Thursday, December 15, 2011

Discovery is infectious

I absolutely love learning.  You could almost say I'm addicted to it, actually.  I never get enough of discovery and new experiences and the epiphanies that go along with them.

At this moment I am halfway finished with my MAT in Museum Education, which means that in seven months I will be entering the workforce.  I suppose the only thing that will change at that point will be that I will (hopefully!) be getting paid to learn, rather than paying tuition for my education.  I can't imagine a more exciting career than one in which I get to learn by teaching and spread discovery every single day. 

Seventh-grade students learning the states with a paper puzzle I made for them.

I just finished a semester-long internship at a public middle school in Washington D.C.  My absolute favorite day there is shown in the picture above; my students were learning the geography of the continental U.S., so I made them a paper puzzle of the states.  On that day I handed them the puzzle and a labeled map of the continent, then sat back and allowed them to work it out together.  They collaborated, one reading the map, several others finding the right pieces and moving them into place.  Everyone participated.  There was no arguing or distraction, everyone was incredibly focused. 

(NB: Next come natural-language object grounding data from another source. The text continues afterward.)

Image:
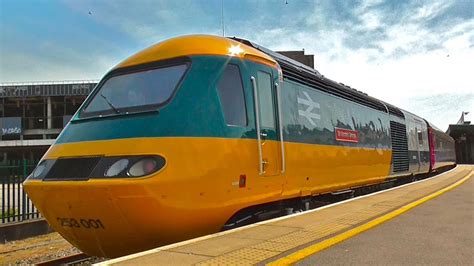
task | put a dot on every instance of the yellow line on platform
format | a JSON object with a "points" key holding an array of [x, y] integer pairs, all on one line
{"points": [[308, 251]]}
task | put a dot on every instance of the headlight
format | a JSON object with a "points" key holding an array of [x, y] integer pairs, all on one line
{"points": [[117, 168], [144, 167]]}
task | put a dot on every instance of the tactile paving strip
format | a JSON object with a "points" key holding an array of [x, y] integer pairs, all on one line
{"points": [[315, 226]]}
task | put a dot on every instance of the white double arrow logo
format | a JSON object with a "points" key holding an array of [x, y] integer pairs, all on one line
{"points": [[311, 105]]}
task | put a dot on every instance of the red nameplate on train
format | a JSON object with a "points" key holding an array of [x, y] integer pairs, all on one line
{"points": [[347, 135]]}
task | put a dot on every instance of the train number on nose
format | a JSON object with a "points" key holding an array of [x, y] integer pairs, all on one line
{"points": [[81, 223]]}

As they fit the pieces together, sometimes they would note that a relative or friend lived in that state, and we would talk about it.  The kids shared stories, memories of trips, or details about their out-or-town family members.  The conversation evolved to local traditions involving food, culture, history, and politics.

When I looked at the clock as told the kids it was past the time for them to go down to lunch, they said, "no, we want to stay and learn more!"  It was amazing, and it still uplifts me to remember it.

I try to think back to that day whenever I'm planning other educational programs.  The beauty of that exercise was that the kids owned it; they were the ones running the activity, it was hands-on and engaging, and their personal connections to the subject matter made it relevant to their lives.  Each discovery of a state name or location led to stories or memories, which led on to more questions and eventually new discoveries.  It's infectious, and it quickly snowballs into an energetic and positive experience when you get it right.

I'm continuously looking for more ways to make that happen.